Bayesian method (in bright blue and in shaded confidence intervals) beats previous method (in black) at predicting Marathon records (in red).

Jaime Sevilla and Jonathan Lindbloom publish some research on Bayesian models of records (a) (twitter summary (a)), that is, on the maximums and minimums that a time series will take. I was expecting the approach to be based on having a large database of past records to create a prior. Instead, the authors model records as attempts drawn from the same distribution, which they model as uncertainty over a flat prior over Weibull distributions.

This approach might work for some problems, like Olympic records. But it would do less well over other problems where assuming identically distributed draws would not be a good assumption. For instance, Moore's law—or technological progress more generally—doesn't lend itself well to being modelled using this approach, because new approaches tend to build on top of previous approaches. The authors are planning to address this in future work.

My colleague Sam Nolan looks at Quantifying Uncertainty in GiveWell's GiveDirectly Cost-Effectiveness Analysis (a). He takes point estimates of impact by GiveDirectly, and transforms them into estimates using distributions.

Niplav looks at range and forecasting accuracy (a). I reviewed a version of this post in a previous newsletter. The new version has analysis in Python as well as some further analysis. I would recommend reading the results section at the top.


Note to the future: All links are added automatically to the Internet Archive, using this tool (a). "(a)" for archived links was inspired by Milan Griffes (a), Andrew Zuckerman (a), and Alexey Guzey (a).

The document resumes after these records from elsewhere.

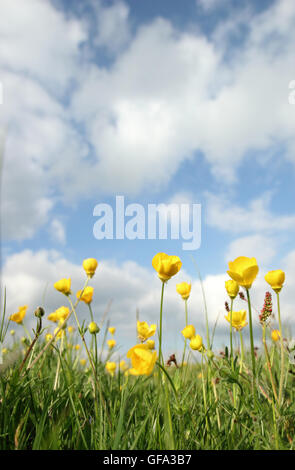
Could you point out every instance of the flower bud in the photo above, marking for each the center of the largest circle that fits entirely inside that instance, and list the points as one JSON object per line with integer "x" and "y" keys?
{"x": 39, "y": 312}
{"x": 93, "y": 328}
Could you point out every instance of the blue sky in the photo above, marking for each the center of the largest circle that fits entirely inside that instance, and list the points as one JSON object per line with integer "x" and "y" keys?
{"x": 161, "y": 102}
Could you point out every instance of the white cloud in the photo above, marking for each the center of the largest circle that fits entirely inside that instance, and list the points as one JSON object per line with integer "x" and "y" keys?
{"x": 257, "y": 217}
{"x": 39, "y": 40}
{"x": 156, "y": 104}
{"x": 113, "y": 30}
{"x": 259, "y": 246}
{"x": 57, "y": 231}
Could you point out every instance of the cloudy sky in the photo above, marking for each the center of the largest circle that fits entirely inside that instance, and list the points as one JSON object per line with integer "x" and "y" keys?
{"x": 161, "y": 102}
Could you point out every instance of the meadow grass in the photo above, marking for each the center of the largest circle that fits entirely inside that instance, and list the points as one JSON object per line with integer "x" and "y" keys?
{"x": 54, "y": 396}
{"x": 131, "y": 412}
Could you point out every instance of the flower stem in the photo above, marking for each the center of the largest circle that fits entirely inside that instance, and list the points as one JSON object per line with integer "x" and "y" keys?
{"x": 282, "y": 351}
{"x": 231, "y": 333}
{"x": 186, "y": 322}
{"x": 161, "y": 321}
{"x": 252, "y": 350}
{"x": 268, "y": 363}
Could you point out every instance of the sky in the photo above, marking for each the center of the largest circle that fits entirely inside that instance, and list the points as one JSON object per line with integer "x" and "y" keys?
{"x": 158, "y": 102}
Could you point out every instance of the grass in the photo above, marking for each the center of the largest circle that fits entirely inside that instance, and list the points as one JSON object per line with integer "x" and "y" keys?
{"x": 131, "y": 412}
{"x": 231, "y": 400}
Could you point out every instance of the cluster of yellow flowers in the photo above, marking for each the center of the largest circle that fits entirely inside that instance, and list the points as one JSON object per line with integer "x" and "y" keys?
{"x": 143, "y": 357}
{"x": 243, "y": 271}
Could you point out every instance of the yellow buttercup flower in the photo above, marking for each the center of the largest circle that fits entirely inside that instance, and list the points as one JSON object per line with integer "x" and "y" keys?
{"x": 275, "y": 279}
{"x": 20, "y": 315}
{"x": 87, "y": 294}
{"x": 111, "y": 368}
{"x": 60, "y": 333}
{"x": 166, "y": 265}
{"x": 232, "y": 288}
{"x": 61, "y": 314}
{"x": 196, "y": 343}
{"x": 111, "y": 343}
{"x": 123, "y": 366}
{"x": 184, "y": 289}
{"x": 90, "y": 265}
{"x": 63, "y": 286}
{"x": 150, "y": 343}
{"x": 93, "y": 328}
{"x": 145, "y": 331}
{"x": 275, "y": 335}
{"x": 48, "y": 337}
{"x": 243, "y": 270}
{"x": 238, "y": 319}
{"x": 142, "y": 359}
{"x": 189, "y": 331}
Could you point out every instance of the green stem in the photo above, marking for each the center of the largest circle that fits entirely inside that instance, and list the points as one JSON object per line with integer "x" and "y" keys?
{"x": 282, "y": 351}
{"x": 161, "y": 318}
{"x": 252, "y": 350}
{"x": 268, "y": 363}
{"x": 185, "y": 343}
{"x": 231, "y": 333}
{"x": 242, "y": 351}
{"x": 204, "y": 394}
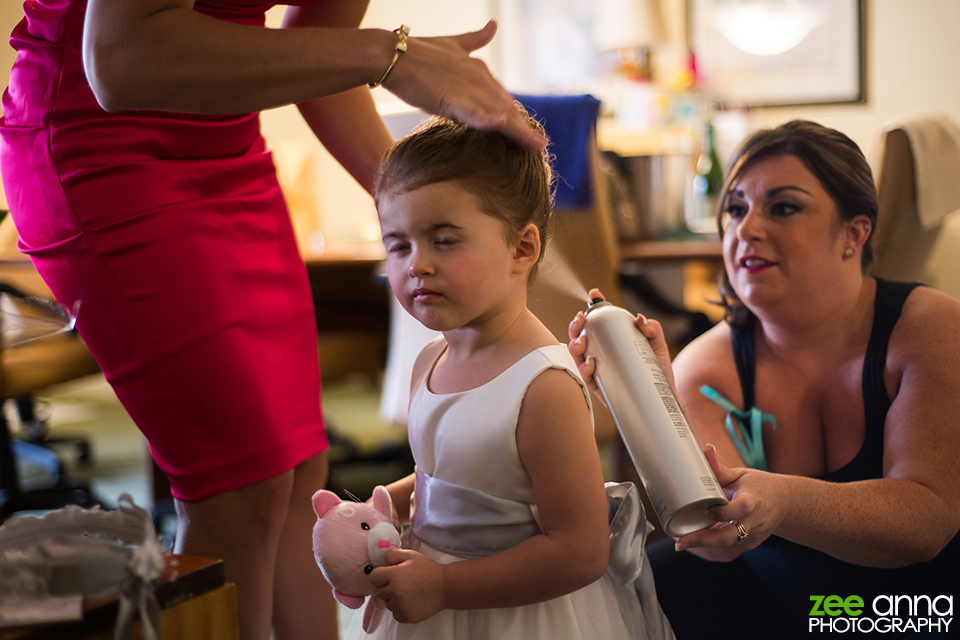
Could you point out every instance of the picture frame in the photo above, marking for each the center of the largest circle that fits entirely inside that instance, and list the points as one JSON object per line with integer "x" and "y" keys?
{"x": 824, "y": 66}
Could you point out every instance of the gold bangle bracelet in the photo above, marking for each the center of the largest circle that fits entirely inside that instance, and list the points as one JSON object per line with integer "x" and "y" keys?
{"x": 401, "y": 47}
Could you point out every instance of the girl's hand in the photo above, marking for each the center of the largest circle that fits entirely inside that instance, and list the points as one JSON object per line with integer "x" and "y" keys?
{"x": 410, "y": 585}
{"x": 754, "y": 503}
{"x": 651, "y": 330}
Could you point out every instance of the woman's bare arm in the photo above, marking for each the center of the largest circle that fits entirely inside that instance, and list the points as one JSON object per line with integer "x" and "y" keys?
{"x": 162, "y": 55}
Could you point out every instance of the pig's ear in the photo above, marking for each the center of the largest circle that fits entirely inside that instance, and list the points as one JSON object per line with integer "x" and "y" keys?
{"x": 323, "y": 501}
{"x": 382, "y": 501}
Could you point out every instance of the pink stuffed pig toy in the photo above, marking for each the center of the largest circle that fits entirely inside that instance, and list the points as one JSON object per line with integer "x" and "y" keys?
{"x": 350, "y": 539}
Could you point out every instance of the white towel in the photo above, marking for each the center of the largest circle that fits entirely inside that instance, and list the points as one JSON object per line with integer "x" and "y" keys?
{"x": 935, "y": 143}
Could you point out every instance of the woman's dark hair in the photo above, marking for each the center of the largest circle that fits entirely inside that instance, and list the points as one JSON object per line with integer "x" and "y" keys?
{"x": 513, "y": 183}
{"x": 832, "y": 157}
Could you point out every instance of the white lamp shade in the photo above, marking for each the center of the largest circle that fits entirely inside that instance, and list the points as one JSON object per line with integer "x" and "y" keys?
{"x": 626, "y": 24}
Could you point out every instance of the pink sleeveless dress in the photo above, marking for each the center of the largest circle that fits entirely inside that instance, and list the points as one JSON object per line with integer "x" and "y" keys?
{"x": 172, "y": 234}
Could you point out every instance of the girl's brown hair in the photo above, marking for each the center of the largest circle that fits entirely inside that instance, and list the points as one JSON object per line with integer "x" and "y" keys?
{"x": 513, "y": 183}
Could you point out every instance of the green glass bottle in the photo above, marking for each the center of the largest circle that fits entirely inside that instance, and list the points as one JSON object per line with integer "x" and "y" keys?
{"x": 707, "y": 184}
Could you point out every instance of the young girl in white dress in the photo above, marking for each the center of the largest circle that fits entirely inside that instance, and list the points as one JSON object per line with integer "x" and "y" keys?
{"x": 510, "y": 531}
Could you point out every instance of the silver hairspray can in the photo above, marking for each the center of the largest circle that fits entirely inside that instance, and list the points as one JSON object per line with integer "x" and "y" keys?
{"x": 675, "y": 473}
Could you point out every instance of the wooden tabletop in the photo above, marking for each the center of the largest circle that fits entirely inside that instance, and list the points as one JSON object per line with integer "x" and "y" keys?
{"x": 186, "y": 577}
{"x": 706, "y": 248}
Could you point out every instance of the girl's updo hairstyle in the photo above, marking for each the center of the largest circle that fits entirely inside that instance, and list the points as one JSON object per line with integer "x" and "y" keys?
{"x": 513, "y": 183}
{"x": 828, "y": 154}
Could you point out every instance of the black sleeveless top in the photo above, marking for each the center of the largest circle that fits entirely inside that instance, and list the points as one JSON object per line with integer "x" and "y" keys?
{"x": 868, "y": 463}
{"x": 799, "y": 569}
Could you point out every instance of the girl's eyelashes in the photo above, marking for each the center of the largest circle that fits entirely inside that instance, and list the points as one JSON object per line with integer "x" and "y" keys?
{"x": 396, "y": 247}
{"x": 783, "y": 209}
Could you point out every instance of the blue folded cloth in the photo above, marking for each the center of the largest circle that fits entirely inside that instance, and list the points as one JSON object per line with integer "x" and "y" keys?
{"x": 568, "y": 121}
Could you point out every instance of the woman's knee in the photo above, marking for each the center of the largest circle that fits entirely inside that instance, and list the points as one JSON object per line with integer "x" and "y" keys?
{"x": 261, "y": 505}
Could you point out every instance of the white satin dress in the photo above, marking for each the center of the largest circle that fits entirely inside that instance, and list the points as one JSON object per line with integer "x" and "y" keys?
{"x": 474, "y": 498}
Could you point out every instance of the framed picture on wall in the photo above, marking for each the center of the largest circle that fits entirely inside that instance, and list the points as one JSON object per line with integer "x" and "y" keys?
{"x": 766, "y": 53}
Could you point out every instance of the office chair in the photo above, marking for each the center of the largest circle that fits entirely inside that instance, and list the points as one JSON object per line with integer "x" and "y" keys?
{"x": 32, "y": 358}
{"x": 918, "y": 185}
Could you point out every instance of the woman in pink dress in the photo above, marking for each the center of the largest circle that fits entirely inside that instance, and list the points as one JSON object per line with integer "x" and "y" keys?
{"x": 142, "y": 190}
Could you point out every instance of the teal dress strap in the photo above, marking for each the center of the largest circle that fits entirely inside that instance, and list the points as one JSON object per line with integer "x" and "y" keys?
{"x": 749, "y": 443}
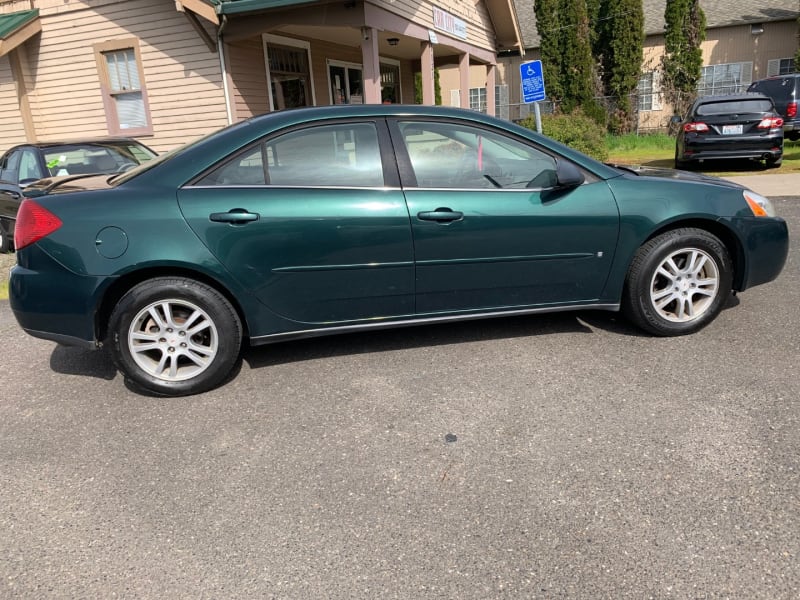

There are no stupid questions, but there are a lot of inquisitive idiots

— Unattributed

Comments5
Sorted by Click to highlight new comments since: Today at 9:08 AM

Amongst friends and colleagues working in the forecasting space, I am also noticing that there is an incentive towards creating new organizations, rather than taking part in organizations that already exist. I think this might be because it sounds more prestigious to lead one's own small organization and because one can otherwise capture a larger share of the value that one creates. But I think that creating many micro-organizations creates less value overall because the operations burden is greater.

+1

+1. It seems like an instance of the general problem non-profit organisations get started too frequently and closed down too infrequently (compared to for-profits). Of course we do want small new projects to be started, and to compete with one another when they are genuinely scalable. I suppose the appropriate solution to incentivise all of this is to increase salaries at these orgs, and to make the grantmaking more sensitive to scale and impact...

missing something here

: "Peter Wildeford looks at the chances of accidental nuclear war (a), by giving the chance of a nuclear incident based on historical frequency using Laplace's law, and then his"

Thanks, changed to: 

Peter Wildeford looks at the chances of accidental nuclear war (a), by giving the chance of a nuclear incident based on historical frequency of close calls using Laplace's law, and then another application of Laplace’s law to the chance that a nuclear close call will escalate. Personally I’d be a bit higher than him because of anthropic effects.